Kids music not just for kids anymore
Our family has a favorite new CD: Alphabutt by Kimya Dawson. One-half of anti-folk duo the Moldy Peaches, Dawson crossed over into mainstream pop culture when several of her originals featured prominently on the soundtrack of the Oscar-nominated 2007 film Juno. This new K Records release is a children’s album, featuring lively selections about furry critters (“We’re All Animals”, “Seven Hungry Tigers”) and a ditty celebrating Fabio’s younger brother (“Bobby-O”) that sticks in my head with all the unyielding tenacity of “Wake Me Up Before You Go-Go”.
So what’s the big deal? Obviously, lots of families listen to music together. But the popularity of Alphabutt around our house might strike an observer as odd for two reasons. First, we don’t have any children. The next time the Census Bureau comes around, they will find God willing two middle-aged gay white men, a Boston terrier, a golden retriever, and a pair of canaries named Johnny and Junior. But kids? Zero.
The other curiosity, especially in light of the first disclosure, is that Alphabutt is far from the only children’s record in rotation. It joins other popular titles such as For All My Little Friends, Tiny Tim’s 1969 swan song for Reprise Records. Two of my most treasured possessions, items I’d rescue immediately after the boyfriend and pets in the event of a house fire, are a 1977 Caedmon LP of Tammy Grimes reading Maurice Sendak’s Where The Wild Things Are, and my mint-condition copy of My Name Is Roosevelt Franklin, featuring kid-sized soul stirrers performed by the trailblazing African-American Muppet.
I used to feel ashamed of my children’s music fixation. I worried that it signaled some sort of emotional retardation. And, worse, that passengers who climbed into my car, only to discover that my FM dial was locked on Radio Disney, would forever after regard me with the same mix of distaste and pity I show toward single adults of a certain age who collect baby dolls. But I got past that. Guests in my home routinely look at the CD collection and remark, “I had no idea Bananarama had made so many records.” I have owned at least three copies of Jim Nabors’ Christmas album. So why feel weird that songs from Schoolhouse Rock outnumber Aretha Franklin on my iPod?
Like most things in life, I blame this odd predicament on my parents. While I had my own records as a tyke, they were few: The ubiquitous recording of Peter And The Wolf, and a LP of lullabies so tedious I would only go down for my nap peacefully if my mother promised not to play it. But no real kids fare. I pined for copies of the irritating novelty songs other neighborhood kids knew by heart: “On Top Of Spaghetti”, “Hello Muddah, Hello Faddah”. If there is another child out there who attended grade school in the 1970s, yet never heard Free To Be…You And Me until they were old enough to drink, I have yet to meet him or her.

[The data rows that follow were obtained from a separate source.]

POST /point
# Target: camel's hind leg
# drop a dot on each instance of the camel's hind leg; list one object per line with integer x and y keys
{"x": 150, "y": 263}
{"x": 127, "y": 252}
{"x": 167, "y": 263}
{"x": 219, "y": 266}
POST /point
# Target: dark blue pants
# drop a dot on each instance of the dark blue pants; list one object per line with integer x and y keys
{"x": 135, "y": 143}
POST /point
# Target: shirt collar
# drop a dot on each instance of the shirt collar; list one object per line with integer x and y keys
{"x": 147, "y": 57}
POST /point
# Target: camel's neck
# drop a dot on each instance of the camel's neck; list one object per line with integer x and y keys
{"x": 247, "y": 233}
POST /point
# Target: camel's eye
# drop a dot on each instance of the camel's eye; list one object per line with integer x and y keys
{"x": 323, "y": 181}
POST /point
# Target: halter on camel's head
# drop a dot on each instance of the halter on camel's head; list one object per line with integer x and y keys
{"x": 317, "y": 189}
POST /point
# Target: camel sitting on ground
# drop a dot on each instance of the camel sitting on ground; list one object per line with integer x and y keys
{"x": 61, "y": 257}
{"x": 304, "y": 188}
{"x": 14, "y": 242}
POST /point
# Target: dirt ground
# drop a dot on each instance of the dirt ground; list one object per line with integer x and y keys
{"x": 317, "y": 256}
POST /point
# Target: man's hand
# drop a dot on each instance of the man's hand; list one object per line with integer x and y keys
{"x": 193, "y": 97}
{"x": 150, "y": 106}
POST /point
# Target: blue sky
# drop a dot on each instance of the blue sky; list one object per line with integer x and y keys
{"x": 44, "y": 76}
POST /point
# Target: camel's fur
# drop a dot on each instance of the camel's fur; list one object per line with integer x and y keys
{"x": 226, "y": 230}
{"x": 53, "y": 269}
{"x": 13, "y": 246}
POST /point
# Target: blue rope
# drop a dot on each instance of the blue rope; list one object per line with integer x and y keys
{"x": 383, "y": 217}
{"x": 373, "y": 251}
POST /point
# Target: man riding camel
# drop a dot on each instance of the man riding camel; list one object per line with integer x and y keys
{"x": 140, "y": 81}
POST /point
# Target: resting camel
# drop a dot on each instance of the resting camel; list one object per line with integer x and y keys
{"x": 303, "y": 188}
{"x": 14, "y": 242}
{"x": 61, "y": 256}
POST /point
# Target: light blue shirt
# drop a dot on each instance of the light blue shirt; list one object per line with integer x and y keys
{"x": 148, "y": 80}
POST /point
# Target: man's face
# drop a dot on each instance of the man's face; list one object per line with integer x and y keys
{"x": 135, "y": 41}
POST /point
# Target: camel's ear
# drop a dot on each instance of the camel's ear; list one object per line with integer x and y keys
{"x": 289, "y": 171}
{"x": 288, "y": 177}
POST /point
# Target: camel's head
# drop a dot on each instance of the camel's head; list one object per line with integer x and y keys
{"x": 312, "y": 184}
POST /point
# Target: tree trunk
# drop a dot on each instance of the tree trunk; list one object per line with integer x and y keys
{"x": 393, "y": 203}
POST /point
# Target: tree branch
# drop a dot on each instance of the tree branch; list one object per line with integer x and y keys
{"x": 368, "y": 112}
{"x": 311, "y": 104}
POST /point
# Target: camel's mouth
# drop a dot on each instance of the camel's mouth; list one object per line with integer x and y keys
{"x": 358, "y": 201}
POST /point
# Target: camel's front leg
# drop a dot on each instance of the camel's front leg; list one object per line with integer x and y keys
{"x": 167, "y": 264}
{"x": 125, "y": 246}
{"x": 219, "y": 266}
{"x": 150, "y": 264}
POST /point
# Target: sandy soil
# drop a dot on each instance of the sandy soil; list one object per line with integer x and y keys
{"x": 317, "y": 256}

Now I’m overcompensating, squandering my discretionary income on second-hand albums by Christian hand puppets and small-time regional TV clowns, while Mom and Dad not-so-subtly hint at what a great rate my brother got on his mortgage. But I always knew the straight life wasn’t for me. Heck, I often find it hard to differentiate old-school punk from contemporary kids’ music. Two of my favorite jams on Alphabutt, “Little Monster Babies” and “Wiggle My Tooth”, feature toy piano, ramshackle percussion, and the most rudimentary guitar playing imaginable kind of like the Raincoats or the Slits.
Plus, several Alphabutt standouts deal with bodily functions; the title track is a list song about farts. That is so punk rock. And just the sort of content bound to make some suburban parent furious that their precious darling didn’t have to show ID before checking it out from the library. Maybe if this stripe of right-leaning moral guardian had learned to sing-along with Dawson’s “Pee-Pee in the Potty”, instead of, oh, I don’t know, “Onward Christian Soldiers”, they wouldn’t look so constipated and unhappy when they take the podium at PTA meetings today.

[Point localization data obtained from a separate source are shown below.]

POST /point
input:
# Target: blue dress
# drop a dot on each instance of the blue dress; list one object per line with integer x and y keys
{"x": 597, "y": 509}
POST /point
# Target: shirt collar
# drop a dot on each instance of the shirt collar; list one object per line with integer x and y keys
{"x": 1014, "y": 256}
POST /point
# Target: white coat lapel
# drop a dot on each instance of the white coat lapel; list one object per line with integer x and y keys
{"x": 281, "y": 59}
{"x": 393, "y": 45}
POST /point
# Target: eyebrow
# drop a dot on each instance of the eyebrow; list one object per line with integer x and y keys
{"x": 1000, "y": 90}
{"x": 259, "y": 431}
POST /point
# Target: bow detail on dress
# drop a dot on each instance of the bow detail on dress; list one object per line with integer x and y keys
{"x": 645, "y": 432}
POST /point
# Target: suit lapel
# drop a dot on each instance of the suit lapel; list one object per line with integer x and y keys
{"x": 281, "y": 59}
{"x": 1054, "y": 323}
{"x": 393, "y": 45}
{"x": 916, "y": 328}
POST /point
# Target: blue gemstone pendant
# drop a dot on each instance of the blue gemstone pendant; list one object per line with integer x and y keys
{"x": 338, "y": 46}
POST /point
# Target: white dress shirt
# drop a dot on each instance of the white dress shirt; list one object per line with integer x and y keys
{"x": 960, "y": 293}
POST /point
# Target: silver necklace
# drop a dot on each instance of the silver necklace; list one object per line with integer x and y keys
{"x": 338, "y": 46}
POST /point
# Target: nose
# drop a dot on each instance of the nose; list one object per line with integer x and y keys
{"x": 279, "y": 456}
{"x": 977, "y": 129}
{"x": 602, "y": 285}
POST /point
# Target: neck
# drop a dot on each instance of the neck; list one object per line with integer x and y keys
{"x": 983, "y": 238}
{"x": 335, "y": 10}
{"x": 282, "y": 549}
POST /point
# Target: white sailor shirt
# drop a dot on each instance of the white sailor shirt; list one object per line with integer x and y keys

In fact, the children’s music scene seems to draw an unusually high number of veteran punk rockers. Jason Ringenberg, formerly of Jason & the Scorchers, has been quite successful in his kid-friendly Farmer Jason incarnation. Dan Zanes of the Del Fuegos and Chip Kinman from Rank & File also have cut albums aimed at the under-10 set, as have Los Lobos. That’s like half the roster from the golden age of Slash Records. If Darby Crash were alive today, he’d be singing “The Itsy Bitsy Spider”.

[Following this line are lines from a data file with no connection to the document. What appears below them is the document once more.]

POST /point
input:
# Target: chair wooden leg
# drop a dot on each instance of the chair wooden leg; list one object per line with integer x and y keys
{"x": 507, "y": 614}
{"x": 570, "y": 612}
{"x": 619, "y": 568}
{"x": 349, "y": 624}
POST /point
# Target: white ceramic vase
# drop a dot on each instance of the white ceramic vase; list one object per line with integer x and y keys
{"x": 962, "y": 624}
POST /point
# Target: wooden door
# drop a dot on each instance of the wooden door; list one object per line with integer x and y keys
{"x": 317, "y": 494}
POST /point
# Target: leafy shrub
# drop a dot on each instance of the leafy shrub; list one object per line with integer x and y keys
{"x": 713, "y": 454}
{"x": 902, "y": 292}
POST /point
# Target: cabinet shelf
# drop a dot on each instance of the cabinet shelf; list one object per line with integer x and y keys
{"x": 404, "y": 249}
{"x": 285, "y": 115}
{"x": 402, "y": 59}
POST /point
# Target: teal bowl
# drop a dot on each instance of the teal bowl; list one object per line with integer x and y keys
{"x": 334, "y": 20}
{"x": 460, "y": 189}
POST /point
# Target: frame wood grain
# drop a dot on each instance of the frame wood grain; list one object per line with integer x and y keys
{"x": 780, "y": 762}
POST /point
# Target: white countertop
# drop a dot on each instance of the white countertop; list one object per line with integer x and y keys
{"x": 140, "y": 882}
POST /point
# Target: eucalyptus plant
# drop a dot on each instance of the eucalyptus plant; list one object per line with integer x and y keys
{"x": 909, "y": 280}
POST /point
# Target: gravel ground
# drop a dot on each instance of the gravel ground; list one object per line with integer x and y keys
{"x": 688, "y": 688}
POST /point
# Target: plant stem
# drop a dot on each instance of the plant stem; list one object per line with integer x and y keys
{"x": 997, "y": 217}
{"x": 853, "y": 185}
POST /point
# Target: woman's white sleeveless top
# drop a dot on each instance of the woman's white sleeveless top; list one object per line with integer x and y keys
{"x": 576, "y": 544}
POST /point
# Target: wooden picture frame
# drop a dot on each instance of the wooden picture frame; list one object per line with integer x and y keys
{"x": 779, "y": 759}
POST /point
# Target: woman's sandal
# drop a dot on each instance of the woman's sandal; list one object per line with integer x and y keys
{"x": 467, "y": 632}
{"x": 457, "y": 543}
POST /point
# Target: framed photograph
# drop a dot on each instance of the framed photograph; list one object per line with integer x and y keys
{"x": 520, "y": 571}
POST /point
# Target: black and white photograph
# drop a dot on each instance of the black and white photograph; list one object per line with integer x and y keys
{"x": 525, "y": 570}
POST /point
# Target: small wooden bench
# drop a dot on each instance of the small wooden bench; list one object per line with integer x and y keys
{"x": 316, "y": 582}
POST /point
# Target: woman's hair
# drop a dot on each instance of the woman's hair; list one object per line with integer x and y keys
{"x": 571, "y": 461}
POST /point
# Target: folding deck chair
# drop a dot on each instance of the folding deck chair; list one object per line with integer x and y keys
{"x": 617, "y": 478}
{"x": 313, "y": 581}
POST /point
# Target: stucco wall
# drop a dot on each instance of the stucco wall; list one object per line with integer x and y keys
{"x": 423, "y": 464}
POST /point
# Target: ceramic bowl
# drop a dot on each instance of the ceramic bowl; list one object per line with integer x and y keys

The funny thing is, I don’t even like Kimya Dawson that much. I bought my youngest niece a copy of the Juno soundtrack last Christmas, but mostly so I could ensure that she would have heard at least one Velvet Underground song before going off to college. Ultimately, that’s a big part of why I’m enthralled with Alphabutt: It’s a gateway record, too. If it conditions a generation of youngsters to crave more D.I.Y. indie-rock and feminist post-punk, that’s fine by me. And if they grown up knowing that everyone cuts the big cheese now and then, and it’s nothing to be ashamed of (as long as you say “excuse me”), even better.